Women shoulder the bulk of caregiving
A study conducted by Fred Hutch radiation oncologist Ralph Ermoian, MD, and Emily Stiles, a third-year medical student at the University of Washington School of Medicine, backed up Bryant’s observations. They looked at the experiences of 45 children treated at Fred Hutch’s proton therapy facility and found that while 83% of patients had both a mother and father in their household, only the mother attended appointments 58% of the time.
“For the initial consult, both parents are often involved,” said Stiles. “Beyond that, moms often show up alone.”
The results — which have been presented at conferences but are not yet published — are not particularly surprising, said Ermoian: “A greater burden of care falls on women."
In his 12 years in practice, he’s seen mothers assume more responsibility for day-to-day care, bringing a child to treatment and providing support over time.
Data from AARP’s 2020 report, Caregiving in the United States, indicates that women as caregivers are the norm, especially in more complex care scenarios. The organization says the typical “high-intensity caregiver” is a woman in her late 40s who is caring for a parent in their late 60s with multiple conditions, including at least one hospitalization within the past year. High-intensity caregivers are more likely to be Latinx or Black than caregivers for patients with less complex conditions.
In her experience, Bryant has observed that a woman’s female friends rally after a cancer diagnosis and help provide support to a husband serving as a caregiver. “When a woman is diagnosed, her friends step up and go with her on chemo days,” she said. “You don’t really see the opposite happening with men.”

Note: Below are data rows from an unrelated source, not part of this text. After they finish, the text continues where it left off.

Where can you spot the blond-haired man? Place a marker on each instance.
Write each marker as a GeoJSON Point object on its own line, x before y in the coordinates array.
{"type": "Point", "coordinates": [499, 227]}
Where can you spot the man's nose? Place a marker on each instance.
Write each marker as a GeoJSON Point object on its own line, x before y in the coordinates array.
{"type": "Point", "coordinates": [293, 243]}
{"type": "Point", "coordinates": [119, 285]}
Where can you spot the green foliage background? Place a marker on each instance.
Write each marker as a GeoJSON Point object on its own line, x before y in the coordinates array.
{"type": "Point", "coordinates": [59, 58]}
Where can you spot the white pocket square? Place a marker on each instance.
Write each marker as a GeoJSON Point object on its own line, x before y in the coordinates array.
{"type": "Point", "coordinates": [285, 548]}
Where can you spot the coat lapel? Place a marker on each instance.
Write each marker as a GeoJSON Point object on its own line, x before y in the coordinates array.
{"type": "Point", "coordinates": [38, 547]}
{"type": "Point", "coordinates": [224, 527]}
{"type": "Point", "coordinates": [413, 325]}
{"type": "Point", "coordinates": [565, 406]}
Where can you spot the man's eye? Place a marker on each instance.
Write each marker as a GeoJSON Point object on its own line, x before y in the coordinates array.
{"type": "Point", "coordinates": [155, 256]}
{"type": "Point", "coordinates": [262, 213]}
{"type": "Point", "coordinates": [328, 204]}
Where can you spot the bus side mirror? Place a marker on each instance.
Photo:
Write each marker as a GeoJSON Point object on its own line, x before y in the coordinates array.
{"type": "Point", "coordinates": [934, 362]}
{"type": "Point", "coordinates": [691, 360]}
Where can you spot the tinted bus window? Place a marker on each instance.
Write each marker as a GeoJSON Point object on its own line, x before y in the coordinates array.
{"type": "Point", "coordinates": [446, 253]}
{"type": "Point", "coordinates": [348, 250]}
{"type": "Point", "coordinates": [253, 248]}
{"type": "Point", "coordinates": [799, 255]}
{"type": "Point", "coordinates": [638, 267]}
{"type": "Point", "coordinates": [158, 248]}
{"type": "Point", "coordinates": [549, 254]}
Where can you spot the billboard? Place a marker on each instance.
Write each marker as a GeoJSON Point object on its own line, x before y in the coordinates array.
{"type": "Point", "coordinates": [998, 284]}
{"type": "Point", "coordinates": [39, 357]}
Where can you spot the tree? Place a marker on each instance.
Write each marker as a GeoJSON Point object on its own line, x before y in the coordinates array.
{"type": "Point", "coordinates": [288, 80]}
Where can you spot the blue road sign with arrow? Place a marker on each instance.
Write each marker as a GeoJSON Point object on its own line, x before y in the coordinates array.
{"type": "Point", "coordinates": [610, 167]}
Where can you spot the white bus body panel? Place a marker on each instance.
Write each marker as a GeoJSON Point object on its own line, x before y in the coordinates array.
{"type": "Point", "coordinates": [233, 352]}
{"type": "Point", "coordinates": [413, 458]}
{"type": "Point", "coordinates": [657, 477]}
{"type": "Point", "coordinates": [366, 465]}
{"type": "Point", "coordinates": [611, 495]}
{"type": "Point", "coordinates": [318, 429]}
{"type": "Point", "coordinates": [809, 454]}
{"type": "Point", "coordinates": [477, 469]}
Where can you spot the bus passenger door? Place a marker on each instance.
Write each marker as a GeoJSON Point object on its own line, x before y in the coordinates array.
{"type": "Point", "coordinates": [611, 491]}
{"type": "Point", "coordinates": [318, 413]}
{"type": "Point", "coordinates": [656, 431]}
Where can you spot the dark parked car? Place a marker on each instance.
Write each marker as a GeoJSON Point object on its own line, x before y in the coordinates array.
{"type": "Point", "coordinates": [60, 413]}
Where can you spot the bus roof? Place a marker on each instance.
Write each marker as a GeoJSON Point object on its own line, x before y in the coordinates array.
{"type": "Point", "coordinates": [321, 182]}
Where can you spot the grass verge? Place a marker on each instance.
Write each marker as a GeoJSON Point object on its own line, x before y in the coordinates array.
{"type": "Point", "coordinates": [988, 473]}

Washington noticed the same thing when she served as caregiver for her then-husband. Most friends who showed up to help ease the strain of caregiving were women; the in-home caregivers she hired to help manage the aftermath of his treatment for non-Hodgkin lymphoma — he was left blind and partially incontinent, couldn’t walk unattended and needed assistance in all acts of daily living — were female, too.
Now amicably separated from her husband, who has recovered his vision and the ability to live independently, Washington said this is largely due to the toll that caregiving exacted on their marriage. “The relationship we had as a married couple shifted to a caregiver/patient relationship,” she said. “We both suffered trauma — his primary and mine secondary — and our responses to that trauma were very different. It proved impossible to bridge all those gaps even after his health stabilized.”
In her book, Washington makes the case that caregiving should not fall solely to families. “As much as our society frames caregiving as an individual or family problem to solve, I argue that it’s something that the health care system and our larger society have to deal with.”
“Caregivers are being pulled into a level of care and time commitment they can’t even consent to meaningfully,” she said. “There is no real way to say ‘no’ because there’s no other option.”